# 123D Catch Network Proxies



## jsbirau (Oct 9, 2015)

Hi,
We are having problems configuring our system to work with AutoDesk 123D Catch. It keeps giving an offline message. We have been told that:
==========================================
ChristianPramuk September 25, 2015 04:59
This issue usually occurs on an office/work network environment. You can adjust the proxy settings in 123D Catch desktop app. (File/Preferences/Connection).

123D Catch is using 3 different URLs: 
cvi-queue.labs.autodesk.com 
cvi-db.labs.autodesk.com 
cvi-data-photofly.labs.autodesk.com

All on the port 80. 
For those running proxies that authenticate web traffic, you will want to disable it for those URLs. That's in addition to allowing the traffic.
==========================================

The proxy settings in that program only allow for the insertion of 1 proxy???
So what to do with the other 2 ???

Now does that mean that we have to put each of these proxies into our Firewall program (Norton 360 Premier)? This program only seems to have enough space for 1 proxy?
Further .... in addition to putting the addresses into the Firewall on the PC Laptop would it be necessary to insert the addresses into any router / network device between the laptop and the ISP?

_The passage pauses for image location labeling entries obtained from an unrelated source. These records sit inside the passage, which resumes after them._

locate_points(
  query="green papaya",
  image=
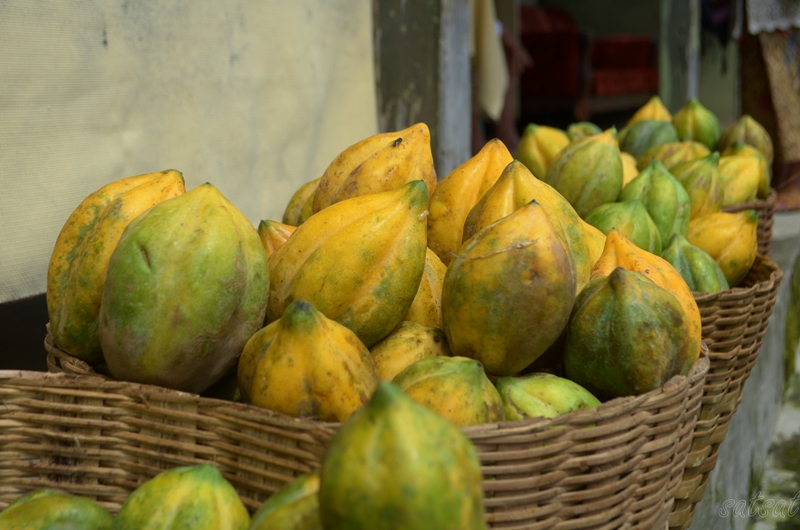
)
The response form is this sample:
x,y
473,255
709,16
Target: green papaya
x,y
695,122
588,172
626,336
664,198
629,218
397,465
696,267
186,288
51,509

What else do i need to adjust to make this work?

Your advice would be greatly appreciated? ... Thanks.... John


----------



## GentleArrow (Aug 10, 2015)

You give no indication you are running a proxy server so the message doesn't pertain to you.

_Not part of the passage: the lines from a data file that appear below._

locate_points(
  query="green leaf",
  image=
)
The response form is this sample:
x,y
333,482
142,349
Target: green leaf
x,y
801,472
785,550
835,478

BTW proxy isn't one to one as in one URL to one proxy.
https://en.wikipedia.org/wiki/Proxy_server


----------



## GentleArrow (Aug 10, 2015)

Decided to go do a nslookup on cvi-db.labs.autodesk.com

>nslookup cvi-db.labs.autodesk.com
Server: cdns01.comcast.net
Address: 75.75.75.75
Non-authoritative answer:
Name: sdb.amazonaws.com
Address: 176.32.103.88
Aliases: cvi-db.labs.autodesk.com

Look at the "Name". it goes to Amazon not autodesk

Then I put the ip address 176.32.103.88 into IE and ended up here
AWS | Amazon SimpleDB – Simple Database Service

Does not appear these URLs are related to a software's connection to a service which it appears the three URLs are all about.


----------